Desde que o agora falecido primeiro-ministro da Etiópia, Meles Zenawi (1955-2012), implantou uma política de portas abertas para os refugiados, o número de pessoas nessa situação chegou a 700 mil, a maior quantidade na África.A política também se estendeu aos refugiados procedentes da Eritreia, país que a Etiópia considera seu arqui-inimigo desde a catastrófica guerra entre ambos, que durou dois anos e terminou em 2000, sem resolver nada e deixando apenas maior ressentimento mútuo.
Não surpreende que entre os que emigram para a fronteira sul haja um grande número de jornalistas, pois a Eritreia figura na lista dos dez países com maiores restrições à imprensa, compilada pelo Comitê de Proteção dos Jornalistas (CPJ) em 2015, sendo o que mais aplica a censura no mundo e o que mais prende profissionais da imprensa na África. As limitações da imprensa na Eritreia começaram em 2001, quando, ao que parece, o mundo estava distraído com os atentados contra Nova York e Washington em 11 de setembro daquele ano.
Naquele mês “foram fechados canais de notícias privados e a maioria dos meus colegas foi presa”, recordou Estifo, que se salvou por ser jornalista esportivo, trabalho recomendado por um amigo para evitar chamar muito a atenção. Mesmo temendo por sua segurança, Estifo decidiu unir-se aos meios militares que operavam em Sawa, uma base no deserto, onde as Forças de Defesa da Eritreia recrutam seus soldados e onde os novatos recebem treinamento básico.
As condições de vida eram más e só pagavam 600 nafkas (US$ 38) por mês, e não dava para muito depois de pagar 500 nafkas pelo aluguel. Quando considerou que era seguro, começou a se aventurar no exterior e vender sapatos com ajuda de sua mulher, para economizar e fugir. “Não vendemos nenhum de nossos pertences antes de partir para não levantar suspeitas. Chegamos à fronteira às duas horas madrugada, mas esperamos até amanhecer para cruzá-la, porque uma patrulha poderia atirar em nós”, contou Estifo.

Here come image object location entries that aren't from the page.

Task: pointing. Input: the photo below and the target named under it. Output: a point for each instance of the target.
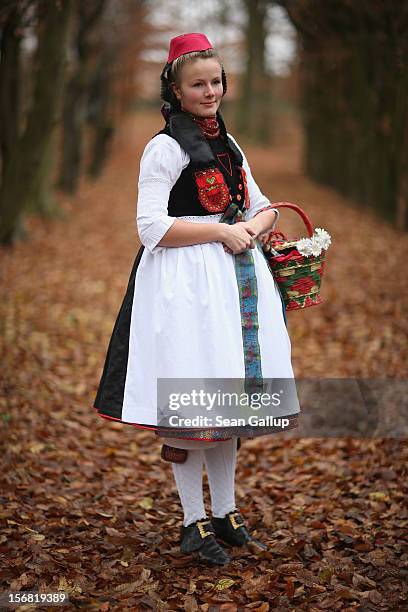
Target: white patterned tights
(220, 461)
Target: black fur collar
(189, 136)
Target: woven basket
(299, 277)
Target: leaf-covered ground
(87, 505)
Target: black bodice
(184, 200)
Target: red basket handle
(303, 215)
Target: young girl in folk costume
(201, 301)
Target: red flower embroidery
(213, 191)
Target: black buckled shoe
(232, 530)
(198, 538)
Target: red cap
(185, 43)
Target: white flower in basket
(320, 240)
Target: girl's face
(200, 84)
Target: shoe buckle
(234, 522)
(201, 529)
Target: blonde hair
(179, 62)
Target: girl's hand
(238, 238)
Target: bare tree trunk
(101, 116)
(27, 156)
(253, 116)
(74, 115)
(354, 75)
(9, 85)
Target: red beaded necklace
(209, 126)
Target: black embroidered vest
(214, 176)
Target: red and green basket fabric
(299, 277)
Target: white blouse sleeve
(257, 200)
(160, 166)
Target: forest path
(89, 506)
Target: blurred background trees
(71, 70)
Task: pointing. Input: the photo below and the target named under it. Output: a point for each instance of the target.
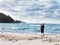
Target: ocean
(29, 28)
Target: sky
(32, 11)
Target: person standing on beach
(42, 30)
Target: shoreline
(28, 39)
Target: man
(42, 30)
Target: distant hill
(7, 19)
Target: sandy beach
(7, 38)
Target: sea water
(29, 28)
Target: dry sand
(7, 38)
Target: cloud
(35, 10)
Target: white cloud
(32, 11)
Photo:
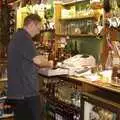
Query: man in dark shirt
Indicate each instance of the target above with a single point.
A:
(23, 84)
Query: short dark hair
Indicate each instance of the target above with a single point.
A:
(31, 17)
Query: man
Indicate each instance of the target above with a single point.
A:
(23, 84)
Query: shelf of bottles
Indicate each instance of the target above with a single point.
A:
(63, 99)
(76, 27)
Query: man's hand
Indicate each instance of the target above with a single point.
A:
(42, 61)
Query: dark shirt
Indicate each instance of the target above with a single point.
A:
(22, 72)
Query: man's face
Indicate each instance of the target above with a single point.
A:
(35, 28)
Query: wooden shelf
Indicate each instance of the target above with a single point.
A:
(3, 79)
(76, 35)
(3, 98)
(74, 2)
(6, 116)
(61, 104)
(77, 18)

Beyene, outro jornalista refugiado, trabalha com Estifo na revista e recordou a detenção de 40 repórteres em 2009, acusados de vazarem informação sobre a Eritreia para a imprensa estrangeira.“Não tinha direitos como jornalista e era perigoso até trabalhar para a televisão estatal. Se fizesse algo que não gostassem, chamavam a polícia”, afirmou Beyene. As detenções ocorriam até mesmo quando os profissionais descansavam na sala de chá.
Por medo de propagação do movimento de protesto conhecido como Primavera Árabe, as autoridades da Eritreia planejaram, em 2011, oferecer serviços de internet aos seus cidadãos, mas é uma lenta conexão telefônica, e menos de 1% da população se conecta, segundo a União Internacional de Telecomunicações da Organização das Nações Unidas (ONU). Além disso, a Eritreia tem o menor número de usuários de telefone celular, apenas 5,6% dos pouco mais de 4,6 milhões de habitantes.
“Os jovens não têm oportunidades para fazer suas coisas, não podem fazer nada por sua família, tudo empurra para deixar o país”, disse Yonathon, de 31 anos, que emigrou em 2011 e passou um ano em um acampamento de refugiados antes de se mudar para Adis Abeba. “Ninguém pode defender a justiça ali, antes de começar você é detido”, lamentou. O governo autoritário da Eritreia emprega uma vasta rede de espiões, “mas é uma questão de sobrevivência, para alimentar suas famílias, a situação os obriga a espiar”, justificou, sem aprovar a atitude.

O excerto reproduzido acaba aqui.